Gregory Fleming James Cystic Fibrosis Research Center
University of Alabama at Birmingham
Director: Steven M. Rowe, MD, MSPH
The UAB CF Research Center is dedicated to providing a comprehensive, multidisciplinary understanding of CF pathogenesis and advancing innovative therapies to increase life expectancy and quality of life for people with CF.
To fulfill this vision, the Center strives to position its Research Base with superior resources, expertise, and a state-of-the-art framework to conduct a broad array of CF research, focusing on research initiatives with a
high likelihood of stimulating or advancing therapeutic translation.
Novel Small-Molecule Therapies for Cystic Fibrosis
University of California San Francisco
Director: Alan S. Verkman, MD, PhD
The focus of the UCSF Core Center remains the discovery and evaluation of novel small-molecule therapies for CF. The mission of the Novel Small-Molecule Therapies for Cystic Fibrosis Center is to progress
the five years of work establishing a unique academic drug discovery program in the laboratories of Dr. Verkman and collaborators to identify and characterize small-molecule modulators of CFTR activity.
Center for Gene Therapy of Cystic Fibrosis
University of Iowa
Director: John F. Engelhardt, PhD
The Center for Gene Therapy of Cystic Fibrosis (CF) seeks to improve the quality of life for CF patients by both enhancing the field's understanding of CF pathogenesis and developing molecular therapies.
The Center acts as a conduit that brings new talented investigators into the field of CF research and enhances the research infrastructure needed for collaborative discoveries and the development of novel
Marsico Lung Institute / UNC Cystic Fibrosis Center
University of North Carolina Chapel Hill
Director: Richard C. Boucher, MD
The Marsico Lung Institute / UNC Cystic Fibrosis Center has a rich tradition of collaboration. It exhibits a wide scope but “thin” coverage of the scientific areas relevant to CF. In brief, we typically
have recruited only one or two experts in a given field, but have attempted to use our large numbers of investigators to cover a wide spectrum of scientific disciplines required to tackle CF research in a
collaborative and efficient fashion.
Personalized Cystic Fibrosis Therapy and Research Center
Cincinnati Children's Hospital Medical Center
Director: Anjaparavanda P. Naren, PhD
A personalized medicine approach helps customize care to individual CF patients based on the unique molecular and phenotypic characteristics associated with their CFTR gene. This will drive successful
therapeutic outcomes and minimize potential adverse effects of chronic therapies.

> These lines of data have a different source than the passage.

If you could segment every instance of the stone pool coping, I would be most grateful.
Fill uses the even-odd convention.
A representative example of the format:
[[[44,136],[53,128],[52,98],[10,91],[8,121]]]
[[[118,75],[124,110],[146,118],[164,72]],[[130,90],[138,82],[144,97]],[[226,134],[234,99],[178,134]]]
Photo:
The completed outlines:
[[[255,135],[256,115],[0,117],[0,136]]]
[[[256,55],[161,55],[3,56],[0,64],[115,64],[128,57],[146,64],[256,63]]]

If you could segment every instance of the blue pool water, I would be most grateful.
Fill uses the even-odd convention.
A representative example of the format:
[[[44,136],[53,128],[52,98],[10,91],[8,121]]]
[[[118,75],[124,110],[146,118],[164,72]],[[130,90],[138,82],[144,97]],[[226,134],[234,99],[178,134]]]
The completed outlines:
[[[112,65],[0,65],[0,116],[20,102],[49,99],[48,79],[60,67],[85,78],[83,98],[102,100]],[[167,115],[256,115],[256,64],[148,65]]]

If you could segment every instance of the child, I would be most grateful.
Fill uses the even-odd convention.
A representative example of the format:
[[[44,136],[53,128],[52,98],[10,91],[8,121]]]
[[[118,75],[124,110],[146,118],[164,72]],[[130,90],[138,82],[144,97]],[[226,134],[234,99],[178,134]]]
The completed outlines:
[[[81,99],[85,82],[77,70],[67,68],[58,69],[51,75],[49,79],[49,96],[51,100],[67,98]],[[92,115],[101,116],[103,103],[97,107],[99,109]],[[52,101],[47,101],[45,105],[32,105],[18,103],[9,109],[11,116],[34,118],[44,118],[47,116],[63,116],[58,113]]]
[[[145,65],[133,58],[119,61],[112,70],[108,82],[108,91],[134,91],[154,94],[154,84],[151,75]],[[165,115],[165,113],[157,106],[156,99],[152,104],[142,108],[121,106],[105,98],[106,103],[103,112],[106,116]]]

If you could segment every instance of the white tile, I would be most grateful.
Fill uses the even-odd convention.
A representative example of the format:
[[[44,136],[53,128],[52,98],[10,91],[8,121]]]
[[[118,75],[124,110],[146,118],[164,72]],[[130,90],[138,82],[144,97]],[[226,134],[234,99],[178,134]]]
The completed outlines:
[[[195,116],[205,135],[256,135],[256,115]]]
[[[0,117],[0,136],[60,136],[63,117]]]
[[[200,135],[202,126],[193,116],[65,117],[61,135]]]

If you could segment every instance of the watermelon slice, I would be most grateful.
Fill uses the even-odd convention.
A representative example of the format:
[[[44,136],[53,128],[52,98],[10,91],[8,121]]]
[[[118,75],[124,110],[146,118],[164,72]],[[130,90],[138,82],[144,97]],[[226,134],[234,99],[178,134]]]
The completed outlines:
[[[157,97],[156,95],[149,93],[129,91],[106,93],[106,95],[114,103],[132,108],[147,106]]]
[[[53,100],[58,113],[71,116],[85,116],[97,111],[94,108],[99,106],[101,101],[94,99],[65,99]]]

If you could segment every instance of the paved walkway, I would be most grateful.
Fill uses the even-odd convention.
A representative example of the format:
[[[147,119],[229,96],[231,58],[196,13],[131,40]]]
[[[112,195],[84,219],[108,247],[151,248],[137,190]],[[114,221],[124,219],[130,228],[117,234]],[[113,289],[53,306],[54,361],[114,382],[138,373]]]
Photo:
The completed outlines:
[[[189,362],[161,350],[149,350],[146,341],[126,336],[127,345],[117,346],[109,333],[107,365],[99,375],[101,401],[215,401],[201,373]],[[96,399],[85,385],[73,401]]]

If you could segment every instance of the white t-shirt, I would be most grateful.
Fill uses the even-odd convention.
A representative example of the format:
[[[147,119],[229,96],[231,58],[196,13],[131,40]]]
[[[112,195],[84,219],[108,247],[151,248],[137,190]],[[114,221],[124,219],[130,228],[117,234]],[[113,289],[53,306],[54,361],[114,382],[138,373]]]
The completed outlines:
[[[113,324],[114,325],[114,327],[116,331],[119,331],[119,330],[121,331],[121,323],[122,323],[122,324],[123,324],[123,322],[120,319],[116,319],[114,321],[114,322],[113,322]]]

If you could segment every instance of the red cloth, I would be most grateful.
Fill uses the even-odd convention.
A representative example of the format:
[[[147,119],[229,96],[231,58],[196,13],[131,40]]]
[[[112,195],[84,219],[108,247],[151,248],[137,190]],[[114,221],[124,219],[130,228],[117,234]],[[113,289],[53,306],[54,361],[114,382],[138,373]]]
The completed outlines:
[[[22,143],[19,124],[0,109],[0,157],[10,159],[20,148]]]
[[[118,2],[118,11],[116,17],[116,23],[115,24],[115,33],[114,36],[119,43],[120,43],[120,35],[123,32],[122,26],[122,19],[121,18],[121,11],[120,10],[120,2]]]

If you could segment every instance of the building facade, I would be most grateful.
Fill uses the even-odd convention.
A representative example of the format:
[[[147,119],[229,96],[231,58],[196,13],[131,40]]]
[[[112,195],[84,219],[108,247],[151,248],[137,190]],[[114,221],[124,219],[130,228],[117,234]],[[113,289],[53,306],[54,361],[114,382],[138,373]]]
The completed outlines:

Given that our CF Center at CCHMC already has an excellent electronic medical record system (EPIC) and a site-specific
IRB approved genotype database available for clinical and research use, we intend to leverage these capabilities to develop Personalized Cystic Fibrosis Therapy and Research Center (PCFC) for individual
patients to (i) determine his/her susceptibility to a particular form of CF mutation, and ii) take steps to mitigate the early onset of the disease.
Dartmouth Cystic Fibrosis Research Center
Director: Dean R. Madden, PhD
The Dartmouth Cystic Fibrosis Research Center (DartCF) proposes to build on strength in airway infection and preclinical drug development, to include gut disease and diabetes
and changes in patient microbiomes. We believe that these phenomena are interconnected, and that parallel investigations, coupled by powerful new data-science strategies can
find new therapeutic approaches by understanding the complex underlying biology. Our overarching goal is to catalyse new directions in CF basic and translational research at Dartmouth;
develop integrative strategies to address CF pathobiology; develop new research tools and support CF research through shared services; and build research capacity to strengthen CF
research locally, regionally, and nationally.
Cystic Fibrosis Research Translation Center
Seattle Children's Research Institute | University of Washington
Director: Bonnie Ramsey, MD
, Co-Director: Peter Greenberg, MD
The UW CFRTC focuses its research on developing new and improved treatments for patients with Cystic Fibrosis. The Center has a long history of strong partnerships between laboratory and clinically based
scientists working together to take observations from the laboratory and transforming these findings into better drugs to treat the nutritional, metabolic and lung aspects of this fatal genetic disease.
NIDDK funds the Cystic Fibrosis Research and Translation Centers using the P30
Center Core Grant mechanism.
Previously funded CF Research and Translation Centers
will be listed up to five years after discontinuation of funding.